The instrument worked in a rather odd way. When Mr. Darkena (a.k.a. the Mad Photocopier) put a book in his instrument, it made many copies of the book -- but not complete copies. Rather, it made copies of partial sentences, chosen randomly from within the book. In order to make sure he had a copy of every sentence, the Mad Photocopier had to set his machine to make lots and lots of photocopies for each book.
The instrument had another problem: it wasn't terribly accurate. Each sentence it photocopied generally had a blotch on it that changed one or more of the letters in the sentence. (The Mad Photocopier either wasn't a great engineer, or he bought low-cost toner.)
Now, running this machine was the Mad Photocopier's hobby: he traveled around the world and fed books into his machine. And since he was independently wealthy, he did it a lot. In fact, by the time he turned 60 and was thinking about retiring, he'd actually copied every book from every library, in every language! All this was stored in a giant silo, in no particular order.
Coincidentally, the day after he turned 60, the Vogons came and demolished the Earth, to make way for a hyperspace bypass. The Mad Photocopier hitched a ride, and he brought along his private collection of book copies -- now the last and only remnant of humankind. Millions upon millions of copies of books, all in little fragmentary sentences, with lots of little toner blobs all over them.
Suppose you want to read one of these books in its entirety, from start to finish. Can you?
The first question is, is it likely that you have the information in the book in its entirety? If the Mad Photocopier didn't sample that particular book an awful lot, then you may be missing sentences, paragraphs, or even entire pages. But let's suppose that the Mad Photocopier really was just plain nuts, and you're pretty sure the book is in there. How do you put it together?
The basic problem is that you want to figure out which sentences go with which other sentences. Because the sentence fragments are chosen randomly, you have to check each sentence fragment against every other sentence fragment somehow to see if they overlap. This would be pretty easy, except that the sentence fragments aren't always correct copies: they may have blotches in the overlap. So you need to check for overlaps in some way that permits partial or fuzzy matches.
If you think this through, though, you may notice a few more challenges.
The first is that there are, literally, trillions or more of sentence fragments to check -- remember, millions of billions of books! That's going to take a while...
The second is that you've got to remember which fragments connect to which other fragments. That's a lot of stuff to remember...
A third thing is that any one fragment may be wrong at any one part of the sentence. If you want to make sure you have the correct sentence, you can line up all the fragments that contain that sentence and use the linup to correct for any mistakes.

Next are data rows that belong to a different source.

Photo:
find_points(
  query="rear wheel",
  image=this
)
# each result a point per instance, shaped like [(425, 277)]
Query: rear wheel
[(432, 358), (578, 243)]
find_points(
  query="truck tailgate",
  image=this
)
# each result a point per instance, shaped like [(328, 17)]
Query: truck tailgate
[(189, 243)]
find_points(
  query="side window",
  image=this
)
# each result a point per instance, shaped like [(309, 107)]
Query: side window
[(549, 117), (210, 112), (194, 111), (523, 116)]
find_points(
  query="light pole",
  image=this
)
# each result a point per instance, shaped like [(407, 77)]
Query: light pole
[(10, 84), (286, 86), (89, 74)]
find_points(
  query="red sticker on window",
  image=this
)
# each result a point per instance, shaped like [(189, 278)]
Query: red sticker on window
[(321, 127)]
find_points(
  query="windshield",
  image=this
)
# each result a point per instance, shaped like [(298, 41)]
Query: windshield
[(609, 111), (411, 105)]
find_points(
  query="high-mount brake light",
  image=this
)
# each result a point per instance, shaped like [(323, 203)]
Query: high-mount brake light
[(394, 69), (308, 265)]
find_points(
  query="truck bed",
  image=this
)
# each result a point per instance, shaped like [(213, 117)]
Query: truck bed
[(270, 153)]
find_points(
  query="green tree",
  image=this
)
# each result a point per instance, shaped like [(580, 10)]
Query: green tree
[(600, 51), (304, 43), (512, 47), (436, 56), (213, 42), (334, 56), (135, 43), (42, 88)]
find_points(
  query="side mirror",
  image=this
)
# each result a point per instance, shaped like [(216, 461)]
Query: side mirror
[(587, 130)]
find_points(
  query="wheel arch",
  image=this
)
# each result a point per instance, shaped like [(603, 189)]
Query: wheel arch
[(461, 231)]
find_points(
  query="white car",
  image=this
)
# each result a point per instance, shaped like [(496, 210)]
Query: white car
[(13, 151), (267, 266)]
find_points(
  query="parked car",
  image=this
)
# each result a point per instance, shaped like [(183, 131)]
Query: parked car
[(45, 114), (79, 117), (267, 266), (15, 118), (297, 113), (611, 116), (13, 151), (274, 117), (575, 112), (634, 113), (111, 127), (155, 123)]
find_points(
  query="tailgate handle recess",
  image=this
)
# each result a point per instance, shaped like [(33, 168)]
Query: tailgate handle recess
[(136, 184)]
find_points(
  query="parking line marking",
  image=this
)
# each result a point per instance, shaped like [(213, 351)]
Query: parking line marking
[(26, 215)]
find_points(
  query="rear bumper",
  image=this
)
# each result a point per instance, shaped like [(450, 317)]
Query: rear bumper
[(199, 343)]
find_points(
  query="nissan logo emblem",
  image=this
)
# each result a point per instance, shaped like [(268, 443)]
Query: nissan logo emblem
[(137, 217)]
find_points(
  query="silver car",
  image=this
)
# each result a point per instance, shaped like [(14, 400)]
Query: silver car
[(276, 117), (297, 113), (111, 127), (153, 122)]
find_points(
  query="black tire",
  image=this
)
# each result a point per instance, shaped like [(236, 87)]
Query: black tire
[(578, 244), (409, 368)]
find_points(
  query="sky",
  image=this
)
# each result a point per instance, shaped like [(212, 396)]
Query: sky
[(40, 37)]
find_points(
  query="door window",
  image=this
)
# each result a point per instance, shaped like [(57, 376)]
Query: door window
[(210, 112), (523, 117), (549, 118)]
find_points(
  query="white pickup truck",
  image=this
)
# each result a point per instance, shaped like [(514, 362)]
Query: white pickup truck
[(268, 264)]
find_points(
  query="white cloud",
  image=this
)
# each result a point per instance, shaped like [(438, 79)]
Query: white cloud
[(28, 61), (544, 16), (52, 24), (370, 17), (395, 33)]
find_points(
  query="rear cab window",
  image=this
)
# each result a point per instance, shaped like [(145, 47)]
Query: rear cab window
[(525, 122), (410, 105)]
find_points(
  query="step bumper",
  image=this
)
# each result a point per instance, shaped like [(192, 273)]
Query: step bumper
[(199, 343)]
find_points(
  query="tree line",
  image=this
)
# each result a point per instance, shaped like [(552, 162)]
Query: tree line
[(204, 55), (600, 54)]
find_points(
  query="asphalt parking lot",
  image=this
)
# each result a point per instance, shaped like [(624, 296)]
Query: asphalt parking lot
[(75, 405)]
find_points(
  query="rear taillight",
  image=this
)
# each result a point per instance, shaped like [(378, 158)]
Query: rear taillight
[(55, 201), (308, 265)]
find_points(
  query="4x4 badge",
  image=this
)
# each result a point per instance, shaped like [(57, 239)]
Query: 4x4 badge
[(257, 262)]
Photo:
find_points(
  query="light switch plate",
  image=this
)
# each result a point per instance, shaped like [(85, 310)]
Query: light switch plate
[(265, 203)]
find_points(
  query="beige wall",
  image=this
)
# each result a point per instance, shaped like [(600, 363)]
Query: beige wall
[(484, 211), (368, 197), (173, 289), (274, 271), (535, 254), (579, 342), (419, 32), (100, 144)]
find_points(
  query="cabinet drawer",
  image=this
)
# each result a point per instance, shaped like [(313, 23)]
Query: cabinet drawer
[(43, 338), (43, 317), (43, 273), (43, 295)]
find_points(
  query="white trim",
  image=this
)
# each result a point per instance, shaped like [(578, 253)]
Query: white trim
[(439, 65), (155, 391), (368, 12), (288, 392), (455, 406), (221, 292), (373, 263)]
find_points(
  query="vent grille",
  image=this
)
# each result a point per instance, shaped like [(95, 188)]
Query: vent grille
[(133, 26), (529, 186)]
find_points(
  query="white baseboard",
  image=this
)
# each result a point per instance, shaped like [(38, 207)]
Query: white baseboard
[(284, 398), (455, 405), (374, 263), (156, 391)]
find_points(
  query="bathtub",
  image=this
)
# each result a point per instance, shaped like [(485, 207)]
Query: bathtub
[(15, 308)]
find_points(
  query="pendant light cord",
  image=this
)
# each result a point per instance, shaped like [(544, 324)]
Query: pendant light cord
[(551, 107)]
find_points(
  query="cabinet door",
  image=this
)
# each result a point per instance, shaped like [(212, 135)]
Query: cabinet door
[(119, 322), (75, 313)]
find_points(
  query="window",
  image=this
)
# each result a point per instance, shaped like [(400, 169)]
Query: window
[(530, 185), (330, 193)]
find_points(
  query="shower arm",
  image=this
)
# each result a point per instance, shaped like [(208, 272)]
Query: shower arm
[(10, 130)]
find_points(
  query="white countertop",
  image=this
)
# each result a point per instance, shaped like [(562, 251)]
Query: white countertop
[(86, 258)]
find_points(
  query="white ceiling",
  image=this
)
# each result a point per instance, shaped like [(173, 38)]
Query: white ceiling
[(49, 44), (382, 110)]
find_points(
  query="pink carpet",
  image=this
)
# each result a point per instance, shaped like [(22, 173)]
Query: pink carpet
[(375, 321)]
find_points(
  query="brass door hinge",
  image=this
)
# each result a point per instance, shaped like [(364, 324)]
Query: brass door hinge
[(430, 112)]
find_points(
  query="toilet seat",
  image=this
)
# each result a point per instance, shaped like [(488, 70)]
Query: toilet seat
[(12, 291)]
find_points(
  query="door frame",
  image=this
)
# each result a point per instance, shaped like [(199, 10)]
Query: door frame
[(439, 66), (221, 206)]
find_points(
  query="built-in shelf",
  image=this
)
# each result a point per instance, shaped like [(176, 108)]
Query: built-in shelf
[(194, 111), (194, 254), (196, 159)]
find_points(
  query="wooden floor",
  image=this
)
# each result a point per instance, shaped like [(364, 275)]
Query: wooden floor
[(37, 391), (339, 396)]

A fourth issue is that books come in multiple editions and sometimes get combined into anthologies or put into Reader's Digest, so you will have to worry about sentences that look similar but actually come from (sometimes very) different texts.
A fifth issue is that some books are way more common or popular than others. For example, Huckleberry Finn has been assigned reading in junior high for 50 years or more -- you'd better bet that most libraries have a few copies of it. Same with the Encyclopedia Brittanica. But there will also be some rare books that aren't popular. So you'll have lots and lots of fragments from some books, and very few from others.
(There are lots more issues, but let's stick with these.)
Yep, I gave up here. It just wasn't working for me.
Posted by Jim Kreft on 2012-04-10 at 16:42.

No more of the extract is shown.